Tal interpretação é consentânea com os princípios gerais de aplicação da lei no tempo, com o da aplicação imediata mas com respeito pela validade dos actos já praticados, com a letra da lei e com os princípios gerais de aplicação temporal das normas de direito substantivo consagrados no artº 12º do Ccivil.
Na parte final do nº 1 deste preceito consigna-se que «ainda que lhe seja atribuída eficácia retroactiva, presume-se que ficam ressalvados os efeitos já produzidos pelos factos que a lei se destina a regular».
Seguindo essa linha de raciocínio, o novo nº 3 do artº 24º da LGT só seria aplicável aos actos constituídos antes da sua entrada em vigor se fosse essa a vontade expressa do legislador.
Essa vontade não está inequivocamente afirmada, devendo resolver-se a dúvida, se a houvesse - e não há, como já vimos- com a ressalva de retroactividade constante do nº 1 do artº 12º do Ccivil.
Coloca-se aqui a questão de saber quando é que se entendem produzidos pelos factos que a lei visa regular os efeitos jurídicos, a que o Prof. J. Baptista Machado dá resposta na sua obra «Sobre a Aplicação no Tempo do Novo Código Civil», pág. 125:
«Um efeito de direito produziu-se sob o domínio da LA quando na vigência desta lei se verificaram o facto ou os factos que, de acordo com a respectiva hipótese legal da LA, o desencadeiam».
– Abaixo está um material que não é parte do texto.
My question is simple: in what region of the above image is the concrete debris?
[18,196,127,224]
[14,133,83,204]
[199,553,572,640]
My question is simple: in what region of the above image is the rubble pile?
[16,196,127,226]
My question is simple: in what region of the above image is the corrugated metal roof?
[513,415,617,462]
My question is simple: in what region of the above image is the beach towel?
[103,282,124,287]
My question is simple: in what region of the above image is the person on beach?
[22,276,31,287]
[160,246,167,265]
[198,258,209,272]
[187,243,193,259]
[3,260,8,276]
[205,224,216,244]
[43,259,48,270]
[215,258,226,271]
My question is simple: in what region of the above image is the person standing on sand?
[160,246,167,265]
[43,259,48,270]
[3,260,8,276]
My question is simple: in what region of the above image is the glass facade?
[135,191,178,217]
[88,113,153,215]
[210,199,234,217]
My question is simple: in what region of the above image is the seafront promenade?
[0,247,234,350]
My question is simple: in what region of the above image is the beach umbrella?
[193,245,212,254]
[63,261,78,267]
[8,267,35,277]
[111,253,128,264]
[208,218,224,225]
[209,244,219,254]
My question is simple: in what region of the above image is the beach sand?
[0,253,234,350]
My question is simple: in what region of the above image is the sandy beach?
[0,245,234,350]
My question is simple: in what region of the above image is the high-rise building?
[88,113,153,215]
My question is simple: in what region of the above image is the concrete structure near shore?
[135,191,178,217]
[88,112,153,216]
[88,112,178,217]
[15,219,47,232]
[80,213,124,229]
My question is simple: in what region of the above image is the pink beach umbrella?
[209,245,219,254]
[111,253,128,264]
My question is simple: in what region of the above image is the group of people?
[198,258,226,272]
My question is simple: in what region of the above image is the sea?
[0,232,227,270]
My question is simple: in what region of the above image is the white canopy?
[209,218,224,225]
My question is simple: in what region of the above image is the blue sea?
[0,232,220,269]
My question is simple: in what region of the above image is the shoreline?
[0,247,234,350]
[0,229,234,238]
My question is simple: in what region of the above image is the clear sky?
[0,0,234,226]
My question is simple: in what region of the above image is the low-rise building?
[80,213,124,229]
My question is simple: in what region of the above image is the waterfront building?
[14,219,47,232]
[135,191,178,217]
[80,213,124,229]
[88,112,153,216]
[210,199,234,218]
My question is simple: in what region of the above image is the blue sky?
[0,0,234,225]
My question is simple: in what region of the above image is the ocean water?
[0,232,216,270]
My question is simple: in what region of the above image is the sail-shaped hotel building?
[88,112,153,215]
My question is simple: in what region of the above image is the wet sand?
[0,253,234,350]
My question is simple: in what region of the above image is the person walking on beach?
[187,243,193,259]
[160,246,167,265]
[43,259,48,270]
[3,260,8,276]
Assim, aplicando tal doutrina ao caso dos autos, desde que ocorreu a prática dos actos que é imputada ao oponente, ora recorrente, ficou determinado na ordem jurídica que o mesmo poderia incorrer na responsabilidade de que se cura, sendo inequívoca a vontade do legislador no sentido de que só a partir da vigência da Lei Nova fossem aplicados os novos critérios. Significa que para aqueles factos e na temporalidade apurada, não era aplicável o regime novo.
Em reforço e levando em conta as asserções tecidas por Baptista Machado na citada Introdução ao Direito e ao Discurso Legitimador, Almedina, Coimbra, 1983, p.246, existem dois requisitos para se considerar a natureza interpretativa da lei, nos termos do disposto no artigo 13.º do Código Civil, “que a solução do direito anterior seja controvertida ou pelo menos incerta; e que a solução definida pela nova lei se situe dentro dos quadros da controvérsia e seja tal que o julgador ou o intérprete a ela poderiam chegar sem ultrapassar os limites normalmente impostos à interpretação e aplicação da lei”.
Quanto a este segmento, importa considerar que o preceito legal, na redacção da Lei n.º 30-G/2000, de 29.12 que vigorou até à entrada em vigor da Lei n.º 60-A/2005, de 30.12, contemplava também a exigência de uma violação dolosa dos deveres, enquanto a redacção vigente à data dos factos, resultante da Lei n.º 60-A/2005, previa:
“A responsabilidade prevista neste artigo aplica-se aos técnicos oficiais de contas desde que se demonstre a violação dos deveres de assunção de responsabilidade pela regularização técnica nas áreas contabilística e fiscal ou de assinatura de declarações fiscais, demonstrações financeiras e seus anexos.”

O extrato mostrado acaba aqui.